This submission is in response to Chairman Clayton’s July 30 press release announcing a staff roundtable on the proxy process and calling for submissions from interested parties. It refers in particular to two of the topics under consideration, Voting Process and Shareholder Proposals. Specifically, it requests the Securities and Exchange Commission (“SEC” or “Commission”), in whatever form it deems appropriate, to clarify that investment advisers to mutual funds must disclose, under the Proxy Vote Rule, their policies and procedures:

INTRODUCTION

According to the Release establishing the Proxy Voting Rule (“Release”), an investment adviser “is a fiduciary that owes each of its clients duties of care and loyalty with respect to all services undertaken on the client’s behalf, including proxy voting.” This was the rationale behind the Proxy Voting Rule requiring investment advisers, including mutual fund advisers, to create and disclose their proxy voting policies and procedures. However, the SEC and its staff have yet to clarify what these fiduciary duties mean for the largest mutual fund advisers now that they control an extraordinary amount of shareholder voting power at many of our largest public companies. This phenomenon did not exist at the time the Proxy Voting Rule was implemented.

This concentration of voting power creates significant value for an adviser if it can be traded for something that the adviser wants in return.
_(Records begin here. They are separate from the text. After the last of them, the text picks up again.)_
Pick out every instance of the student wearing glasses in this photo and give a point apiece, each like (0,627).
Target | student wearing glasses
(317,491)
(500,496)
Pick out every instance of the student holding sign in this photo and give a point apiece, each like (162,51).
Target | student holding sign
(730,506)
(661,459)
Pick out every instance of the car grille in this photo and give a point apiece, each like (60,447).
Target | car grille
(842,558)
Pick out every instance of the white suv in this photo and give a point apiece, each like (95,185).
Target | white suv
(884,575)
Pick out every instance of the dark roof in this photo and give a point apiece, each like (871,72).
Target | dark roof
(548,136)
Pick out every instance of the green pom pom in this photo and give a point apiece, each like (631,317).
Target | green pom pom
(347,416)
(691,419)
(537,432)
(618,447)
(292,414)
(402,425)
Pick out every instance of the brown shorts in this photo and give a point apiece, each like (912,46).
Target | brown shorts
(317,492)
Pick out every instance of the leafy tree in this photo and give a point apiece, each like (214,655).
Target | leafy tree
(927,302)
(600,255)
For example, an adviser may use its voting power to support the activism of current and potential institutional clients in exchange for the ability to acquire more assets under management. Or, an adviser may use its voting power to support the activism of its own shareholders at the advisor’s portfolio companies in exchange for those shareholders agreeing not to target the adviser itself for such activism. The result is that an adviser has not cast its delegated voting authority “in a manner consistent with the best interest of its client” and has subrogated the “client interests to its own,” a breach in its fiduciary duties to its mutual fund clients and its shareholders.

The Commission should provide clarification that mutual fund advisers must disclose, consistent with their fiduciary duties to act in the best interests of their mutual fund clients and their shareholders, how they will deal with these new conflicts in their voting policies. In addition, shareholder proposals are a prime area where this opportunistic use of an adviser’s voting power may be in play. Therefore, the adviser’s voting policy must also explain how voting on these proposals are linked to maximizing shareholder value.

Furthermore, the Commission should clarify that voting inconsistent with these new policies and procedures or omission of such policies and procedures will be considered a breach of the Proxy Voting Rule. Such guidance should apply to any mutual fund adviser that is delegated voting authority. I urge the SEC to be diligent in enforcing breaches of the Proxy Voting Rule.